本文
十代の終わりの秋、『宇治市史』によって本作の主人公槇島昭光の存在を知りました。槇島城跡に佇みながら、いつの日にかこの無名の戦国人のことを書きたいと念じていました。
三十年後、地元の洛南タイムズに連載をさせて貰い、終了後本にしましたが、まだ書き足りない何事かを感じ、発表のあてのない続編を書き綴って来ました。本で取り上げることの少なかった昭光の後半生に焦点を当てて。作品は陽の目を見なくてもいい、彼の生きた証しを残したいとの思いでいたのですが、今回思いも寄らない賞を頂き、嬉しく、嬉しく。

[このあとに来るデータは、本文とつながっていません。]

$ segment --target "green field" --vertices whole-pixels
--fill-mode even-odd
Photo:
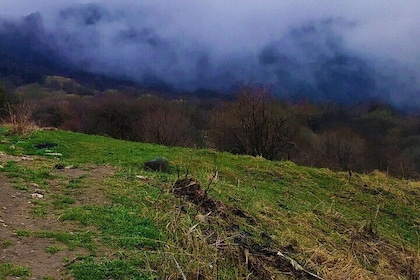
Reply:
[[[60,279],[419,279],[419,182],[65,131],[0,139],[16,156],[3,176],[44,195],[27,215],[56,224],[11,227],[0,249],[47,240]],[[144,170],[155,157],[169,173]],[[35,273],[0,260],[8,275]]]

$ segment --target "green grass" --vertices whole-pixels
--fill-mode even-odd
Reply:
[[[54,178],[51,175],[51,170],[52,167],[47,162],[36,162],[32,167],[26,167],[19,165],[15,161],[6,162],[3,168],[0,169],[9,178],[12,178],[12,182],[15,183],[16,188],[19,190],[28,190],[28,182],[36,183],[41,188],[45,188],[47,180]]]
[[[57,232],[57,231],[40,231],[34,232],[33,236],[38,238],[53,238],[68,246],[70,250],[78,247],[92,250],[95,245],[92,238],[94,234],[91,232]]]
[[[141,271],[144,263],[139,260],[114,259],[95,262],[92,258],[84,259],[70,266],[76,279],[80,280],[147,280],[154,279]]]
[[[20,237],[36,237],[36,238],[51,238],[59,241],[70,250],[76,248],[86,248],[93,250],[95,248],[94,240],[95,234],[89,231],[86,232],[63,232],[63,231],[28,231],[19,229],[16,235]]]
[[[31,233],[28,230],[19,229],[16,231],[16,235],[20,237],[28,237],[31,235]]]
[[[66,209],[69,205],[74,204],[76,200],[74,197],[70,195],[63,195],[63,194],[54,194],[52,195],[52,198],[54,199],[52,201],[52,205],[55,209]]]
[[[37,217],[46,217],[48,214],[48,202],[44,200],[32,200],[31,214]]]
[[[338,271],[338,260],[351,258],[352,254],[366,255],[368,249],[354,244],[369,237],[369,228],[375,233],[369,237],[371,242],[383,242],[401,252],[408,250],[417,257],[420,254],[418,182],[380,173],[354,174],[348,178],[344,172],[297,166],[287,161],[272,162],[213,150],[164,147],[64,131],[39,131],[25,139],[7,140],[7,144],[0,144],[0,150],[10,154],[42,157],[45,150],[35,148],[40,143],[55,143],[52,150],[62,154],[59,159],[34,161],[33,165],[3,164],[2,172],[23,190],[28,182],[48,189],[49,180],[59,178],[52,175],[56,163],[87,171],[98,165],[112,167],[113,172],[104,178],[87,175],[59,178],[61,185],[48,189],[51,194],[45,200],[33,203],[33,214],[41,218],[54,214],[60,222],[73,223],[76,227],[73,233],[24,229],[17,232],[18,236],[52,238],[71,249],[87,248],[92,255],[69,266],[76,279],[149,279],[168,275],[180,278],[172,256],[190,277],[200,267],[206,267],[209,278],[246,277],[244,266],[231,260],[232,256],[220,257],[208,244],[223,238],[233,240],[238,232],[271,250],[289,248],[297,260],[321,275],[329,275],[323,270],[328,265],[337,266]],[[145,161],[158,156],[170,161],[170,173],[143,170]],[[216,172],[217,180],[212,181],[210,178]],[[212,225],[197,225],[196,207],[171,192],[178,174],[183,177],[187,173],[209,195],[241,209],[251,218],[233,215],[226,220],[212,216]],[[147,181],[136,179],[139,174],[147,177]],[[103,202],[79,200],[88,191],[93,197],[103,197]],[[238,230],[230,232],[226,230],[229,227]],[[48,250],[53,253],[54,248]],[[119,253],[99,257],[103,251]],[[377,251],[380,250],[370,253]],[[327,262],[329,256],[333,256],[330,263],[320,261]],[[390,262],[386,253],[376,258]],[[216,260],[218,275],[208,268]],[[377,264],[364,263],[356,257],[346,260],[354,265],[352,271],[375,271],[382,276],[393,273],[380,271]],[[163,263],[165,266],[160,267]]]
[[[51,245],[45,248],[45,252],[54,255],[63,250],[63,247],[57,245]]]
[[[116,248],[156,247],[159,231],[152,221],[140,217],[135,210],[121,205],[73,207],[61,219],[99,227],[102,241]]]
[[[0,263],[0,280],[6,280],[8,276],[19,277],[19,279],[26,279],[31,276],[27,267],[14,265],[11,263]]]

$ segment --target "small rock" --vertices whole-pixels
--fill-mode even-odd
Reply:
[[[39,185],[37,183],[30,183],[29,187],[39,189]]]
[[[35,199],[43,199],[44,198],[44,196],[42,194],[39,194],[39,193],[33,193],[31,196],[32,196],[32,198],[35,198]]]

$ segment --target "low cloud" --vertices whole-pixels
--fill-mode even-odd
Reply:
[[[415,1],[7,2],[3,18],[39,12],[43,40],[91,72],[183,90],[274,83],[288,97],[420,106]]]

六十代後半の今、五十年前の秋風と違った感慨に浸っています。
あの頃の想いを表現し得た喜びと同時に、自分は昭光に礼を尽くすことが出来たのであろうかという怖れを。
【著者略歴】
1957年 宇治に生まれる
1976年 府立城南高校卒業
2001年 「文芸社」より『流離の蘭』 出版
2006年 「すばる出版」より『槇島昭光』 出版
槇島昭光は、最後の将軍足利義昭に仕えた武将である。義昭は、宇治槇島城に立てこもり織田信長に反旗を翻したが、京を退去させられた。流離の日々を送りながら、義昭は足利再興の見果てぬ夢を追うが、秀吉の世に病没した。昭光は、義昭の葬儀を取り仕切り、忠義を貫いた。昭光は、その後豊臣家に仕え、徳川家康に抗うが、地上を離れて雲に棲むという願いを抱き、やがて「云庵(うんあん)」と名告る。「恕の人」(思いやりの人)として、名利を求めず、保身に走らない昭光の誠実な生き方から、乱世を照らし出す視点が独特である。殊に、細川忠興に庇護されて後の中津、熊本での穏やかな余生が戦国の世を鎮魂するような趣があって味わい深い。